Justice is key to success for South dialogue

Justice is key to success for South dialogue

Last week the government of Prime Minister Yingluck Shinawatra agreed to talks with Ustaz Hassan Taib from the separatist Barisan Revolusi Nasional-Coordinate (BRN-C) to seek an end to the armed conflict in the southern border provinces, which has claimed more than 5,000 lives in the past nine years.

On the surface, the "General Consensus for Peace Dialogue Process" can be seen as an attempt by the government to blunt the separatist ideology driving the insurgency. While the move constitutes the first official government recognition of the BRN-C, which most acknowledge is the backbone of separatist groups, the document signed is also clearly bound by Thailand's constitutional framework. The 2007 Constitution sets out that Thailand's territory is indivisible. This means that separatist leaders participating in this process will be expected to give up their goal of an independent state for the ethnic Malay Muslim population in the southern provinces of Pattani, Yala, and Narathiwat, as well as parts of Songkhla province. In return, the government is offering members and supporters of separatist groups to surrender in exchange for an amnesty under the Internal Security Act's plea-bargaining scheme.
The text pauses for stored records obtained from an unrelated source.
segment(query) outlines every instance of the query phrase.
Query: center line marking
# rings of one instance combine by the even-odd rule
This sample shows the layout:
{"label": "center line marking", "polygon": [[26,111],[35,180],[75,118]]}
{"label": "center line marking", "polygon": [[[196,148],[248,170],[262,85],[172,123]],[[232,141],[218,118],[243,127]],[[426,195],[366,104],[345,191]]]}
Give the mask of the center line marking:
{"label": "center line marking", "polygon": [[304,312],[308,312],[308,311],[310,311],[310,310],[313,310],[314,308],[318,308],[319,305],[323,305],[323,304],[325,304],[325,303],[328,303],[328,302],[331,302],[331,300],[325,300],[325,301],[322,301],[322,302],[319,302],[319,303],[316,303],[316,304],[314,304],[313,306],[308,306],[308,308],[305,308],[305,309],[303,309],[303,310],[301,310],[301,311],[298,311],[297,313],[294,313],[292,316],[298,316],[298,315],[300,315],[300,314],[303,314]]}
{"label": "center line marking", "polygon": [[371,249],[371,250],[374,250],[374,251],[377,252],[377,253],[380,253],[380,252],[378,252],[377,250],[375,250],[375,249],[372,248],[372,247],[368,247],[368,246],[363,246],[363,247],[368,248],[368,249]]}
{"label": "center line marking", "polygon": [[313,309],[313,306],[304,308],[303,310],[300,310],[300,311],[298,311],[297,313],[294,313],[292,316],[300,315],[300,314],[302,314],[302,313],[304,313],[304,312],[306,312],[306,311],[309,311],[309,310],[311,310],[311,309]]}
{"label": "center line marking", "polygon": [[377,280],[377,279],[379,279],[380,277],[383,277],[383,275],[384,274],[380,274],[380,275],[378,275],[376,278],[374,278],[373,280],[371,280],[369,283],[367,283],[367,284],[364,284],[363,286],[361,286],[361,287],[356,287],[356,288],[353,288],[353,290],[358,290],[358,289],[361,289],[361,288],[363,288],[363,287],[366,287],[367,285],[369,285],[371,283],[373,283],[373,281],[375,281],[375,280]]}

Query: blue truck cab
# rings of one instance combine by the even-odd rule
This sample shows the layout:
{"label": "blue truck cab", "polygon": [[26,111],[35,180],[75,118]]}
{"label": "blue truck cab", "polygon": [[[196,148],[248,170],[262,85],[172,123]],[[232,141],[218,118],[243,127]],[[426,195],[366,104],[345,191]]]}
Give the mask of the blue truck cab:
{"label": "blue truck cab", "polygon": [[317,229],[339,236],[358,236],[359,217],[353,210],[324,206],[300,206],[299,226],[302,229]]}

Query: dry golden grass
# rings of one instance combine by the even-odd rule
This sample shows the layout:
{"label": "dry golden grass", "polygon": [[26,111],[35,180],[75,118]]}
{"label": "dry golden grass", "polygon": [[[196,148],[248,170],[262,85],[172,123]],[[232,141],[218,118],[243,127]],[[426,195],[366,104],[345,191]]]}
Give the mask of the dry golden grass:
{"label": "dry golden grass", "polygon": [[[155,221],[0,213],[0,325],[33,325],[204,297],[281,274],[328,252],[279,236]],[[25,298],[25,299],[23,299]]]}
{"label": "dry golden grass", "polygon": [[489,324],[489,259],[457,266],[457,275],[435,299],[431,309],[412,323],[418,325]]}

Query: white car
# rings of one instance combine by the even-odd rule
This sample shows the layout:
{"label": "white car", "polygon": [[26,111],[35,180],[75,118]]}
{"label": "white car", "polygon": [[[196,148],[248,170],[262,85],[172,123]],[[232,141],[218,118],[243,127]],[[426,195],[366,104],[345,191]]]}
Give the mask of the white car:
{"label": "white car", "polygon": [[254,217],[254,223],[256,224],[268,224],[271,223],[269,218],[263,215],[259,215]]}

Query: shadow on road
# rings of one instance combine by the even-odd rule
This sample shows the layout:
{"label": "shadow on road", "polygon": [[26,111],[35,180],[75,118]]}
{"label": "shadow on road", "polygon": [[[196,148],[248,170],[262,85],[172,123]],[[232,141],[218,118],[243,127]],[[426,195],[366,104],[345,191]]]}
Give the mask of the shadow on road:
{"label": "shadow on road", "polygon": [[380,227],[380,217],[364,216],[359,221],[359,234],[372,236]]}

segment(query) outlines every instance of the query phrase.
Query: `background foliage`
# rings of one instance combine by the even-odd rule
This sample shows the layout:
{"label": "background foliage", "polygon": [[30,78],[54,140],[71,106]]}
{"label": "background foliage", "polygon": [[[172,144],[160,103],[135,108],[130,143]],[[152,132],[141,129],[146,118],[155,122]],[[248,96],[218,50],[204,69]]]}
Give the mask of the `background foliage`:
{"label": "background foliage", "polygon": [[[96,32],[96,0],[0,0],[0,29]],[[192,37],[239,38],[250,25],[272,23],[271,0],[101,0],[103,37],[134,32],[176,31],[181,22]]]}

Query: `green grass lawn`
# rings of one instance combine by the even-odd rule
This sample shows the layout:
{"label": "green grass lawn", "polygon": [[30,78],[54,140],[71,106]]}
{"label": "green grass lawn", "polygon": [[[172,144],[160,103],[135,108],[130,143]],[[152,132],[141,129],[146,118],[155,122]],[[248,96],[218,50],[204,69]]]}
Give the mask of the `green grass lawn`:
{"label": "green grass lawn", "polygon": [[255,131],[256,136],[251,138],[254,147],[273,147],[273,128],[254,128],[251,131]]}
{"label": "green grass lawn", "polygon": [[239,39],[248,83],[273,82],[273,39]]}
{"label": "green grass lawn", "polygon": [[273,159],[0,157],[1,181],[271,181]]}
The parameters of this anticipated dialogue are likely to run up against the core beliefs of the insurgents. Guided by a combination of extremist ethnic Malay nationalism and Islamist ideologies, the Patani Independence Fighters (Pejuang Kemerdekaan Patani), militants in the BRN-C's network, have asserted that the southern border provinces be liberated by force from ethnic Thai Buddhists to create what they call the Islamic Land of Patani (Patani Darusalam). Part of that strategy has meant not tolerating the presence of ethnic Thai Buddhists, who have increasingly been targeted by insurgents.

Separatist militants use violence against civilians to scare ethnic Thai Buddhists away, to keep ethnic Malay Muslims under control, and to discredit the authorities. Tactics used by insurgents in the southern border provinces include reprisal attacks against civilians and captured combatants, summary execution of civilians or captured combatants, mutilation or other mistreatment of the dead. They also include attacks directed at civilian structures such as homes, schools, temples, community clinics, hotels, restaurants, and markets. Insurgents adopt interpretations of Islamic law and nationalist ideologies to seek to justify their actions. But such deliberate attacks on civilians are war crimes.

But serious abuses are hardly a monopoly of insurgents. Thai government officials have much to answer for as well. Despite the brutality of insurgent tactics, the authorities have continually failed to win the hearts and minds of ethnic Malay Muslims _ and a major reason why is their failure to hold accountable members of security units who abuse civilians.

The government's counter-insurgency campaigns have countenanced serious human rights violations, such as extrajudicial killings, enforced disappearances, arbitrary detentions, and torture. Officials in regular and volunteer security units have also responded to insurgent attacks by engaging in tit-for-tat retaliation against ethnic Malay Muslim civilians. Abuses by security forces have been met in-kind by insurgents, and the escalation of atrocities has widened communal gaps between the Thai Buddhist and ethnic Malay Muslim communities.

A new generation of insurgents has been hardened by what they see as Thai government officials' endless string of abuses against ethnic Malay Muslims. An examination of the lives of prominent militants _ such as Maroso Chantrawadee, Suhaidi Dahay, and Hasem Bueraheng _ shows how government abuses played a critical role in transforming young idealists into aggrieved, ruthless militants.

Back on Oct 25, 2004, all three were among the over 1,000 peaceful protesters arrested by security forces in a violent crackdown in Narathiwat's Tak Bai district. Security forces shot seven protesters dead. They then arrested scores more, packed them in layers on top of each other in army trucks, and drove them for hours to an army barracks in Pattani. The brutality and negligence of those soldiers resulted in 78 protesters dying of suffocation in the trucks. To date, not a single member of the security forces has faced criminal prosecution for what happened on that day. Maroso and his friends said the anger and pain drove them to take up arms and seek retribution for the sufferings and injustice inflicted at Tak Bai.

Stories of abuses by officials and a total lack of accountability can be heard in many ethnic Malay Muslim villages across the southern border provinces. These narratives, and the anger they generate, serve as fertile soil for the Pejuang Kemerdekaan Patani militants to grow.

By signing the agreement in Kuala Lumpur, the Yingluck government has signalled a new approach to the crisis in the southern border provinces. It may take months or even years for dialogue to yield any tangible results. But without a strong commitment to address root causes of ethnic Malay Muslims' grievances, specifically the lack of accountability for the government's human rights abuses and injustice that galvanise and radicalise the insurgency, peace efforts may founder.

Necessary trust has to be built with the ethnic Malay Muslim population for a productive dialogue to take place. By taking concrete action to end state-sanctioned abuses and the culture of impunity, the authorities can kick-start this process.


Sunai Phasuk is a senior researcher at Human Rights Watch.